Section headings include:
- Ensuring care is person-centred.
- Provision of information about care and support options.
- Planning and reviewing home care and support.
- Delivering home care (including recommendations on the length home care visits).
- Joint working between health and social care.
- Ensuring safety and safeguarding people using home care services.
- Recruiting, training and supporting home care workers.
- Home care implementation: getting started.
- Recommendations for research.
Home care: delivering personal care and practical support to older people living in their own homes. NICE Guidance (NG21). London: National Institute for Health and Care Excellence (NICE), September 23rd 2015.
Quality Standards for Home Care Under Development
NICE is also working on draft quality standards concerning recommended minimum standards for home care. This will focus on 6-8 specific key areas of care most in need of improvement. The anticipated publication date is June 2016.
Offer personalised care to support those who need help to live at home. London: National Institute for Health and Care Excellence (NICE), September 23rd 2015.
Information About Care and Support Options
Possibly of tangential interest, the Local Government Ombudsman has reported on cases where families may be paying too much for care in England (whether for residential social care, or perhaps for home care to a lesser extent) because of confusing or incorrect information supplied by councils:
Families often charged too much for care, ombudsman says. London: BBC Health News, September 24th 2015.
Funding Shortages: Two-Thirds of Persons Requesting Help With Home Care Declined?

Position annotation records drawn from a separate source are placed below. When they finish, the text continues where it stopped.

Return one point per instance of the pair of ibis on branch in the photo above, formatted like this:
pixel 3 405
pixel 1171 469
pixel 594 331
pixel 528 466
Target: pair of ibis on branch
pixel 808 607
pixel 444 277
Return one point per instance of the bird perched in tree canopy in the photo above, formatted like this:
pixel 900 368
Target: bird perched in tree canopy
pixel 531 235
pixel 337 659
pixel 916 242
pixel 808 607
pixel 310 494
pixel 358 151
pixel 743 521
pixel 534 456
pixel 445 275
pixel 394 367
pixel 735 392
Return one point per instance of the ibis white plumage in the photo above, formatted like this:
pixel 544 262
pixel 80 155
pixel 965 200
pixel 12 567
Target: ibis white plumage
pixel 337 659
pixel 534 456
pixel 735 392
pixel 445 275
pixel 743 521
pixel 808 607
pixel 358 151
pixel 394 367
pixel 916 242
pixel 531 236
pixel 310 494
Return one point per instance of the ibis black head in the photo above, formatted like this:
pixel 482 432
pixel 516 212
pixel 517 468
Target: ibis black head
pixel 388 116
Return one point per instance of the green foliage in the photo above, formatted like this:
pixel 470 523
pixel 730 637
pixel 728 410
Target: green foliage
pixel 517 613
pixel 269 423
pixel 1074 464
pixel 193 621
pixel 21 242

Of the almost 1.85 million requests for home care support from local councils last year, from older and disabled people in England, only around 650,000 people received assistance.
Triggle, N. (2015). Councils reject two-thirds of requests for care. London: BBC Health News, October 7th 2015.
The union Unison has used FOI requests and a care staff survey to establish the persistence of 15-minute home care visits.
Triggle, N. (2016). Short home care visits ‘plague system’. London: BBC Health News, January 29th 2016.